The lesson for me is that editing is a feature of the writing process, not a bug. Now, I don’t begrudge editing. I realize that it is just part of the process of helping me think. I love the process of editing! Nothing that anyone sees from me on Medium has been edited less than a dozen times. Each time, it is a slightly better expression of what is in my head.

If you could write any book, what would it be called?

It is a book that I will write someday. It will be called Why Things are the Way They are, and not Some Other Way. I have made my life’s work, such as it is, to help people, and the organizations in which they work, change for the better.

But when it comes to achieving change, there is much more frustration than success. My view is that a key reason for the modest record of success is that the status quo is much more tenacious than those leading the change believe it to be. They imagine an exciting future and create plans to make it happen. And they imagine that the change will just happen because they have a plan for making it so.
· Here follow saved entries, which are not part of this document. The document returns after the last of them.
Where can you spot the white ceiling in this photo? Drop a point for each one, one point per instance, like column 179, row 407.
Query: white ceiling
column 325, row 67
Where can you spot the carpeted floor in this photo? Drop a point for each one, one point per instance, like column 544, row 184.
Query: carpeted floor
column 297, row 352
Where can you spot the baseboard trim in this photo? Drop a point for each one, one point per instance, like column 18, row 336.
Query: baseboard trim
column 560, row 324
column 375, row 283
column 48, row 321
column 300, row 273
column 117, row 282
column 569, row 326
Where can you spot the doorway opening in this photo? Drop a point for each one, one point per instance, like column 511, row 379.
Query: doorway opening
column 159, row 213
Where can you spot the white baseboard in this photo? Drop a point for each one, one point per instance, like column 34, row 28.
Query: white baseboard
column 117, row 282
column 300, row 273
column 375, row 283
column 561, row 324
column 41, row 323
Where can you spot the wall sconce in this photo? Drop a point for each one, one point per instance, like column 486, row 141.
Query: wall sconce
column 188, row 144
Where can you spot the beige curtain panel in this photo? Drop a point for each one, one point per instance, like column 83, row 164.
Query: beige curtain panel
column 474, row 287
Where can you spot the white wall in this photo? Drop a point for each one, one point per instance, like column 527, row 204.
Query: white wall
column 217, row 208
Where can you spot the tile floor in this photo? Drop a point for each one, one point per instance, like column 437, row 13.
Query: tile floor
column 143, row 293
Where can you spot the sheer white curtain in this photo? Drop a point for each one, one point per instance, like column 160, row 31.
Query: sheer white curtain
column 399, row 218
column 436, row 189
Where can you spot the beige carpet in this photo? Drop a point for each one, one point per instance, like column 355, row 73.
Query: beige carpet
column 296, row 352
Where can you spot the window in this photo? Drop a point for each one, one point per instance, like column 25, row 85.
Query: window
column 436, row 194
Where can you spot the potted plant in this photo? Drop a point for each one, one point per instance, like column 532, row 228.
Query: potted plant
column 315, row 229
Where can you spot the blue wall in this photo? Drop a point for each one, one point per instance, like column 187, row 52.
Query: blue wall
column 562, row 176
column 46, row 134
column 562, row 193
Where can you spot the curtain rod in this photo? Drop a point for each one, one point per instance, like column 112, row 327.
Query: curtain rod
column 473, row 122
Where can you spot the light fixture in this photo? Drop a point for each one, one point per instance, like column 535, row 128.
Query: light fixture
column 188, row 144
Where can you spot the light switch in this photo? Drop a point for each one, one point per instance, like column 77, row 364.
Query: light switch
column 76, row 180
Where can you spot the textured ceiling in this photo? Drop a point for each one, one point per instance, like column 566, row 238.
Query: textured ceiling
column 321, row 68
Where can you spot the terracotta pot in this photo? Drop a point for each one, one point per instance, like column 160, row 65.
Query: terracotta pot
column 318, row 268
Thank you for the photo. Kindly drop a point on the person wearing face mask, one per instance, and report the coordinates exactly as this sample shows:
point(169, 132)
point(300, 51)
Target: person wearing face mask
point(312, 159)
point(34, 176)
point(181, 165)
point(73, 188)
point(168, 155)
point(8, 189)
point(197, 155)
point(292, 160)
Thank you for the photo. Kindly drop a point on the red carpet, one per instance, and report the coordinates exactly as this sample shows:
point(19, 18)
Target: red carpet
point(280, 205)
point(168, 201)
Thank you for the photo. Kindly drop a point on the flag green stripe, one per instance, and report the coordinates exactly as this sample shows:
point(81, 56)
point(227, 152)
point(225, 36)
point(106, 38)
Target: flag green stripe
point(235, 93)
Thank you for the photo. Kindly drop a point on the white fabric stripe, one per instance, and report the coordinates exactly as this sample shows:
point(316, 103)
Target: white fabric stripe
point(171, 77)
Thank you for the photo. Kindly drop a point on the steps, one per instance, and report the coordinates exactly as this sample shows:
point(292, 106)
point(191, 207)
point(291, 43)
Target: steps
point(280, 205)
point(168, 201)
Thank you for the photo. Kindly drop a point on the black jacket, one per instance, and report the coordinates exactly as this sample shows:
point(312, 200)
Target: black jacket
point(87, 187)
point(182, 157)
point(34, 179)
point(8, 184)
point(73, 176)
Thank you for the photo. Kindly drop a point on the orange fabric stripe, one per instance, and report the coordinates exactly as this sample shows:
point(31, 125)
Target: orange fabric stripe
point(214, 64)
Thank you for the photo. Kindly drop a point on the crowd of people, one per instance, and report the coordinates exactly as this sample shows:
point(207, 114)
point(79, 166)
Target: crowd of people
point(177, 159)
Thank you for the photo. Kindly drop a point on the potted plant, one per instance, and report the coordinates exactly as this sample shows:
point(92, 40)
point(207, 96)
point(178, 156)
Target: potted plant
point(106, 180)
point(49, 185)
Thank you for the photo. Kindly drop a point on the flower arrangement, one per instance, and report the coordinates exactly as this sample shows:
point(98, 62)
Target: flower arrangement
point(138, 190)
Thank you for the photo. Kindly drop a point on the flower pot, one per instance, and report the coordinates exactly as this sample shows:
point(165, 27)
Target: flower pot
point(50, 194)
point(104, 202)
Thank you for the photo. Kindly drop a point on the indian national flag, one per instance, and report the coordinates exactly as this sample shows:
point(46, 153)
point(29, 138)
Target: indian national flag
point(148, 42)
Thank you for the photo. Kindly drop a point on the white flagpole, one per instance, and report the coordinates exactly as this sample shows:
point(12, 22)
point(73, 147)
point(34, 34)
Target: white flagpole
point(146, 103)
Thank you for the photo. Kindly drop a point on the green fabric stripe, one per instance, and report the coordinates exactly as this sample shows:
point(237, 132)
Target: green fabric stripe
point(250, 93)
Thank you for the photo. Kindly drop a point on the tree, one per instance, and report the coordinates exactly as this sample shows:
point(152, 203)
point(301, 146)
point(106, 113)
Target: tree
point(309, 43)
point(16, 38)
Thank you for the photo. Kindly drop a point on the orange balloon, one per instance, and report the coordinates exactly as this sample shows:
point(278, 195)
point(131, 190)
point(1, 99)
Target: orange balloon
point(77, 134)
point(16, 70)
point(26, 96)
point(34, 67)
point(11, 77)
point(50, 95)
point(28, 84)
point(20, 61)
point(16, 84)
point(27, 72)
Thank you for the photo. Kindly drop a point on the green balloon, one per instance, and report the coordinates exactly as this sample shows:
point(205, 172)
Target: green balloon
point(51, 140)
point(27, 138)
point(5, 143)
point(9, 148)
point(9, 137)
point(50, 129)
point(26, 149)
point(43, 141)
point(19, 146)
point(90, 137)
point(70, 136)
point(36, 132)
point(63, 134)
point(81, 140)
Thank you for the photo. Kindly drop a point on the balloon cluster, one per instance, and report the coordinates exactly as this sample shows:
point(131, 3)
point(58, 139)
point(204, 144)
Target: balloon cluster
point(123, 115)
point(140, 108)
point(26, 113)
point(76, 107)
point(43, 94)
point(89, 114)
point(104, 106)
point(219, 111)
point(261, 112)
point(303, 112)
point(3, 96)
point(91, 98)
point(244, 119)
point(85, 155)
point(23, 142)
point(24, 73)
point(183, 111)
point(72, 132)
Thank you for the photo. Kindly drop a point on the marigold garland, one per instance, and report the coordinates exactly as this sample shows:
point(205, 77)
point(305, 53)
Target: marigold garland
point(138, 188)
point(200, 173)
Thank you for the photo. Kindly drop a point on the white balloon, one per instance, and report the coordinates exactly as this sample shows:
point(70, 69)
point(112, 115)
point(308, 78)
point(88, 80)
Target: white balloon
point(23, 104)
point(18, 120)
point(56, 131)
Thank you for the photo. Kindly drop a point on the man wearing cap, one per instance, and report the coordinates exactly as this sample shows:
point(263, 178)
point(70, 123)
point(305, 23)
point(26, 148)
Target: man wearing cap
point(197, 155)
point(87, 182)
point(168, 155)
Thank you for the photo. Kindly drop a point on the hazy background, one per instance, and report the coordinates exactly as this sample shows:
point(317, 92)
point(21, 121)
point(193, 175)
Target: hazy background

But they just don’t understand thoroughly enough why things are the way they are. And they are always the way they are for a reason — not just by accident. To bring about change, that needs to be clearly understood. It needs to be understood to the extent that you know, and know clearly, why things are not some other way.

Only then can you take the steps that you need to take to unwind, to overcome, the things that currently exist — by understanding why they are the way they are — and start building toward the future that you want. The book will explain how to diagnose the dynamics of the now in order to create the future.